Un passé qui ne passe pas


Singapour: les morts hantent les vivants
Promenade devant l'hôtel Marina Bay Sands à Singapour, septembre 2016. Photo : Roslan Rahman/ AFP

Sous ses airs de Monaco asiatique, la cité-État de Singapour cache un passé qui ne passe pas. À l’ombre des gratte-ciel flambant neufs, les victimes des atrocités commises par l’occupant  japonais (1942-1945) crient justice.


Dès son arrivée à Singapour, le voyageur européen comprend qu’il a changé de dimension. À l’intérieur du « meilleur aéroport au monde » (selon le classement Skytrax), la plus haute cascade artificielle existante, le « Rain Vortex », déverse 500 000 litres d’eau de pluie sur une hauteur de 40 mètres au milieu d’une jungle équatoriale recréée avec 2 000 arbres et orchidées à foison. La dernière œuvre monumentale de l’architecte israélo-canadien Moshe Safdie, qui a coûté plus d’un milliard d’euros, est emblématique de l’approche futuriste de cette cité-État, devenue un pôle financier à l’échelle planétaire.

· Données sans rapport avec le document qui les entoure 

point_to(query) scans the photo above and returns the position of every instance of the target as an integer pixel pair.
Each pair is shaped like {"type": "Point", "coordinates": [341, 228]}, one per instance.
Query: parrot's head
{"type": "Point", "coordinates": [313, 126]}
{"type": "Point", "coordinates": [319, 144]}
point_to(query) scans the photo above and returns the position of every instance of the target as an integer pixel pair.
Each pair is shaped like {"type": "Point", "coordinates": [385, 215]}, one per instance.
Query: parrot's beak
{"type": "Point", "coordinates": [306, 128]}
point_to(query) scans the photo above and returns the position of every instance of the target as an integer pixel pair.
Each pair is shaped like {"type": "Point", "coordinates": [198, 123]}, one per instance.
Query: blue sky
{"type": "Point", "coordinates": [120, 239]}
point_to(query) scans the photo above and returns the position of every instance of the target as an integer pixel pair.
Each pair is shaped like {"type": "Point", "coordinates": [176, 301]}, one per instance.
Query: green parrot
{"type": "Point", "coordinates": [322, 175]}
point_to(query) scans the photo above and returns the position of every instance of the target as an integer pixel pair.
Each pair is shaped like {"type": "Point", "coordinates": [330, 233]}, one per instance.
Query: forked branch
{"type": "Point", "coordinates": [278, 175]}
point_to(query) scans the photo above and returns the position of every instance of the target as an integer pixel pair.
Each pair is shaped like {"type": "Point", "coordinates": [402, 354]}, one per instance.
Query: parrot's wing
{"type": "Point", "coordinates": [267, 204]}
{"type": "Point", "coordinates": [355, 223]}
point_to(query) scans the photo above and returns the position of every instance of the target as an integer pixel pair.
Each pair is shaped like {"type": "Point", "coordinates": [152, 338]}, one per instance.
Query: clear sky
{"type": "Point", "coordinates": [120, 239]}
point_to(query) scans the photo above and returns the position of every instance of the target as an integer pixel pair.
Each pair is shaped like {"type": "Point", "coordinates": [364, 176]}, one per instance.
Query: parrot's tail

À Singapour, rien n’est laissé au hasard. L’édification des gratte-ciel du nouveau quartier d’affaires est soumise à de savants calculs en conformité avec les principes de l’art millénaire chinois du feng shui, qui vise à optimiser les flux d’énergie. L’État veille à la sérénité des lieux en appliquant une politique de tolérance zéro en matière d’incivilités, de corruption ou de trafic de stupéfiants. Ici, pas d’atmosphère chaotique ponctuée de bruits de klaxons. L’ordre et le calme règnent grâce à des milliers de caméras dissimulées dans l’espace public et bientôt renforcées par l’installation de dispositifs de reconnaissance faciale sur les 100 000 réverbères de la ville [tooltips content= »lesechos.fr/monde/asie-pacifique/ securite-singapour-va-tester-la-reconnaissance-retinienne-136249″](1)[/tooltips]. Sur fond de gigantisme et d’une débauche de luxe, les affaires sont florissantes. C’est Monaco à la puissance mille !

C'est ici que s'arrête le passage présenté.